Antonio Pulido, presidente de la Fundación Cajasol, y Manuel García, Hermano Mayor de la Macarena, han firmado un convenio de colaboración para la eliminación de barreras arquitectónicas en la Basílica.

Se trata de un proyecto muy anhelado por los hermanos de la Hermandad, pues gracias a la colocación de una plataforma mecánica, todas aquellas personas que tengan problemas de movilidad podrán acceder al lugar más relevante de la Basílica y podrán permanecer aún más cerca de la Virgen.

Miles de personas acceden a rezar y contemplar de cerca el manto e imagen de la Virgen cada fin de semana, por ello la importancia de eliminar las barreras de accesibilidad al camarín, pues tanto la Fundación Cajasol como la Hermandad tienen entre sus fines sociales promover la igualdad de oportunidades.

Antonio Pulido, presidente de la Fundación Cajasol, quiso resaltar la importancia de este proyecto: “dentro la acción social que desde la Entidad que presido realizamos es muy importante la colaboración con las hermandades, no sólo por la importancia de su obra social, sino además porque compartimos objetivos.
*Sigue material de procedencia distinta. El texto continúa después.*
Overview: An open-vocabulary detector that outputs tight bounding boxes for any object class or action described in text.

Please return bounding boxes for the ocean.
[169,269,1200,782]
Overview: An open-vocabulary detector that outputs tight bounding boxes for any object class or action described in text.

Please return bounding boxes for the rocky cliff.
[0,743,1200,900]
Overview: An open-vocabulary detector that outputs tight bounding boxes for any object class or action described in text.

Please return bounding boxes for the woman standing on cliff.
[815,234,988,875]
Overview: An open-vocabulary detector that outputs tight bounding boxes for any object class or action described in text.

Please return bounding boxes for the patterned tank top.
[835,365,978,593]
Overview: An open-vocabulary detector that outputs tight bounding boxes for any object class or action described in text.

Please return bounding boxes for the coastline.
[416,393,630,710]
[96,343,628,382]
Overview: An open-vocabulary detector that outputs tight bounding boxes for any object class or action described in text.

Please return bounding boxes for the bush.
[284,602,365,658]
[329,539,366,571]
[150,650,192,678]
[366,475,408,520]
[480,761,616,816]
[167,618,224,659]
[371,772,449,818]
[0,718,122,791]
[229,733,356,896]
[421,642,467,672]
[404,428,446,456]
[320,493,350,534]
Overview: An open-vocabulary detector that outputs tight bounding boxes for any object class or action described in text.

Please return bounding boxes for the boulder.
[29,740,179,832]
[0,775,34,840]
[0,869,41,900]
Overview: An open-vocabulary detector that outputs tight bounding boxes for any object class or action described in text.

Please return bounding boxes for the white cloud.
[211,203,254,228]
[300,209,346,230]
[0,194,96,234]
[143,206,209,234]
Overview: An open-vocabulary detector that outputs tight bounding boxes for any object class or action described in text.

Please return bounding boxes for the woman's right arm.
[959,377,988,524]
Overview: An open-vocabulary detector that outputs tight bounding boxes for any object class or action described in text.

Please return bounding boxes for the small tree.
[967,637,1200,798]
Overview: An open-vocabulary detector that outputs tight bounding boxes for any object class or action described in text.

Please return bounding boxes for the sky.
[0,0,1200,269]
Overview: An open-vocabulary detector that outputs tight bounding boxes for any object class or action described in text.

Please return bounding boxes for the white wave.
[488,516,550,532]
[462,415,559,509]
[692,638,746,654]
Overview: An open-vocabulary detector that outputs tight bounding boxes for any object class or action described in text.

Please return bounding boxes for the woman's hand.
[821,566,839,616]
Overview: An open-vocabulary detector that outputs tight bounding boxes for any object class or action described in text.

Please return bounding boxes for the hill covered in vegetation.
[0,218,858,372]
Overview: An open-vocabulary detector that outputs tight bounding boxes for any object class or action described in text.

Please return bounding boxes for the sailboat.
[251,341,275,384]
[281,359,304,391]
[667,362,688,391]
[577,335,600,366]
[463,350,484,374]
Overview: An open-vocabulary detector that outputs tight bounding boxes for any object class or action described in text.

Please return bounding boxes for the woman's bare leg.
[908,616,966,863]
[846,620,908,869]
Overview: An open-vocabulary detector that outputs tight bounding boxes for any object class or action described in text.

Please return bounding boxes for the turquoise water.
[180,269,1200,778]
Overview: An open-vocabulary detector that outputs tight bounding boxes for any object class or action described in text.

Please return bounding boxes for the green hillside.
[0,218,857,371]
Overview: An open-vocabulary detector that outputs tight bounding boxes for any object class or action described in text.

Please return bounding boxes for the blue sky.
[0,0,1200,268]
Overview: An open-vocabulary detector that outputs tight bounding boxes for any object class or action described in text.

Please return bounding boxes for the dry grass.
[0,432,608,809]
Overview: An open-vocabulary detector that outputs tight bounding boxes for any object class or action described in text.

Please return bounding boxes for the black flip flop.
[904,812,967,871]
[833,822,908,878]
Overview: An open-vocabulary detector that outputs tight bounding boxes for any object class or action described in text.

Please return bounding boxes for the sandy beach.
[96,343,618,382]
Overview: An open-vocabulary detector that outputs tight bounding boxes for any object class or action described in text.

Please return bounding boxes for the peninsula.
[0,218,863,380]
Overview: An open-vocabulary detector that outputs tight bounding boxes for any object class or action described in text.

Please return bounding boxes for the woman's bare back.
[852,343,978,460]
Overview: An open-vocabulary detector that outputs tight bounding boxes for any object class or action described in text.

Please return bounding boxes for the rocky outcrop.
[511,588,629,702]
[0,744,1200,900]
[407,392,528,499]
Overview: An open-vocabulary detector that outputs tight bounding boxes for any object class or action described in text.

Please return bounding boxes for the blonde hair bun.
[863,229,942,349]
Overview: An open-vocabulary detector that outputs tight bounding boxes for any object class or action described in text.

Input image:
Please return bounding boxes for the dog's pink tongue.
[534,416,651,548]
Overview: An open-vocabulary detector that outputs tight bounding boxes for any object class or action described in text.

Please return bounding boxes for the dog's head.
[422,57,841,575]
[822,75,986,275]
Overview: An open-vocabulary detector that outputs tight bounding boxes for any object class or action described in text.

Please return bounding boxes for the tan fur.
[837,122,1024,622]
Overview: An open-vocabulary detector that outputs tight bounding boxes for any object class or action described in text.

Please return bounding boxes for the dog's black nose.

Con la firma de este acuerdo se corrobora nuestra intención de trabajar día a día por una sociedad más justa e igualitaria, eliminado barreras y acabando con las desigualdades. En este caso, se trata de un templo con unas características arquitectónicas antiguas pero que gracias a la buena intención e idea de la Hermandad, nosotros estamos encantados de poder remodelar y adaptar para que todos puedan disfrutar de la imagen de la Esperanza Macarena”, explicó Pulido.

Por su parte, Manuel García, Hermano Mayor de la Macarena, destacó la necesidad de acometer una obra de suma relevancia para tantos hermanos y devotos: “gracias a la inestimable ayuda y colaboración de la Fundación Cajasol, no sólo con la Hermandad de la Macarena, sino para con todas las cofradías de Sevilla, ya no supondrá problema alguno subir y rezar ante la Santísima Virgen de la Esperanza. Todos aquellos fieles que –por diversas circunstancias– tengan reducida su movilidad, podrán acceder al Camarín una vez que se concluya esta fase del proyecto. La Capilla Chica, como la conocemos los macarenos, –espacio que precede la subida al Camarín, explica– venía demandando, desde hace tiempo, una serie de mejoras en la línea de actuación de las que se van a acometer, gracias –una vez más– a la ayuda de la Fundación Cajasol.